Lorsqu’une personne ou une corporation néglige ou refuse d’obéir ou de se rendre à un ordre de la Commission, celle-ci peut à discrétion, outre les autres remédiements que prévoit la présente loi, pénétrer dans les locaux et prendre complètement ou partiellement possession des moulins, barrages, établissements, usines, machines, terrains, eaux ou propriétés, selon que la Commission le juge nécessaire à l’exécution et à l’application régulière dudit ordre, et elle peut faire toute chose ainsi nécessaire. La Commission peut garder la possession et le contrôle de ces moulins, barrages, établissements, usines, machines, terrains, eaux ou propriétés, durant le temps qu’elle juge nécessaire auxdites fins.

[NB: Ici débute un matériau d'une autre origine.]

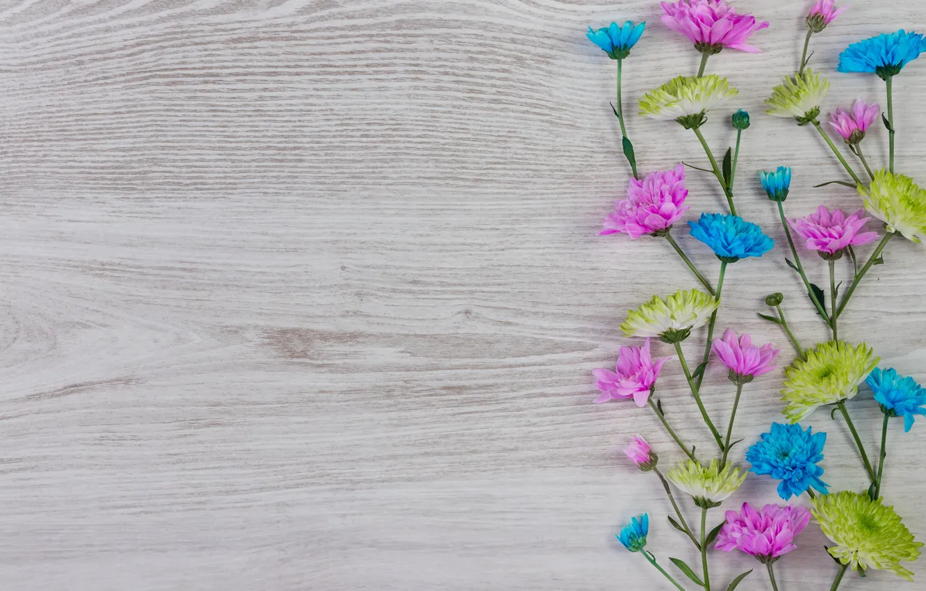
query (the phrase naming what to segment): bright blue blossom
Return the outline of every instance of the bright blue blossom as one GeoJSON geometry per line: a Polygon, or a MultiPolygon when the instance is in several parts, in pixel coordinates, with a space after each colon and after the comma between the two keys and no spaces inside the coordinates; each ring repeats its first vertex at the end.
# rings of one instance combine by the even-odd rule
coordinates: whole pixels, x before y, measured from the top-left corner
{"type": "Polygon", "coordinates": [[[904,417],[904,431],[913,426],[913,415],[926,415],[926,390],[916,381],[898,374],[894,368],[875,368],[865,382],[874,392],[874,399],[881,405],[882,412],[889,417],[904,417]]]}
{"type": "Polygon", "coordinates": [[[589,27],[585,36],[595,45],[607,52],[611,59],[623,59],[631,55],[631,47],[640,41],[645,27],[645,22],[641,22],[635,27],[630,20],[625,22],[623,27],[619,27],[618,23],[612,22],[603,29],[594,30],[589,27]]]}
{"type": "Polygon", "coordinates": [[[761,257],[771,250],[775,241],[762,233],[762,229],[739,216],[702,213],[697,221],[689,221],[692,235],[710,246],[725,262],[746,257],[761,257]]]}
{"type": "Polygon", "coordinates": [[[852,44],[839,55],[841,72],[874,72],[882,79],[900,73],[926,49],[923,36],[903,29],[852,44]]]}
{"type": "Polygon", "coordinates": [[[758,173],[769,198],[772,201],[784,201],[788,198],[788,189],[791,188],[791,169],[786,166],[778,167],[777,170],[762,170],[758,173]]]}
{"type": "Polygon", "coordinates": [[[762,434],[746,450],[746,461],[752,464],[749,472],[782,481],[778,496],[784,500],[792,495],[800,497],[811,487],[828,494],[828,484],[820,479],[823,469],[817,465],[823,459],[826,434],[812,431],[813,427],[804,431],[798,424],[771,423],[771,433],[762,434]]]}
{"type": "Polygon", "coordinates": [[[639,552],[646,546],[646,534],[649,534],[649,515],[643,514],[639,520],[633,518],[631,522],[620,530],[620,535],[615,535],[624,547],[631,552],[639,552]]]}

Tous les frais que subit la Commission en vertu du paragraphe (1) du présent article constitue une dette de ladite personne ou corporation envers la Commission, qui peut la recouvrer devant toute cour de juridiction compétente.
La Commission aura le pouvoir de nommer les inspecteurs et autres fonctionnaires ou employés que requièrent les objets de la présente loi.
Tout inspecteur ou autre fonctionnaire que la Commission a autorisé à ce faire peut visiter les terrains, usines ou autres établissements aménagés ou construits de façon à utiliser ou détourner les eaux mentionnées à l’article 3; il peut y faire tout mesurage et toute chose qu’il juge nécessaires pour renseigner la Commission sur l’emploi ou le détournement de ces eaux par la personne ou corporation possédant ou dirigeant ce terrain, cette usine ou cet établissement.
La Commission et ses membres, de même que ses fonctionnaires et employés, sont soustraits à toute poursuite intentée à raison d’un acte commis par eux ou par l’un d’eux sous l’autorité de la présente loi.
Les dépenses de la Commission, y compris la rémunération de ses membres, doivent être payées sur les crédits votés par le Parlement du Canada et les législatures de l’Ontario et du Manitoba, en vue d’acquitter les frais subis pour les objets de la présente loi, dans les proportions dont peuvent convenir le gouverneur général en conseil, le lieutenant-gouverneur d’Ontario, en conseil, et le lieutenant-gouverneur du Manitoba, en conseil.
Avec l’assentiment du lieutenant-gouverneur d’Ontario, en conseil, et du lieutenant-gouverneur du Manitoba, en conseil, le gouverneur général en conseil peut édicter des règlements en vue de l’accomplissement des objets de la présente loi et de l’application des dispositions de celle-ci.
La présente loi sera mise en vigueur à une date que le Gouverneur général fixera par proclamation.[Note : Loi en vigueur le 30 juin 1928.]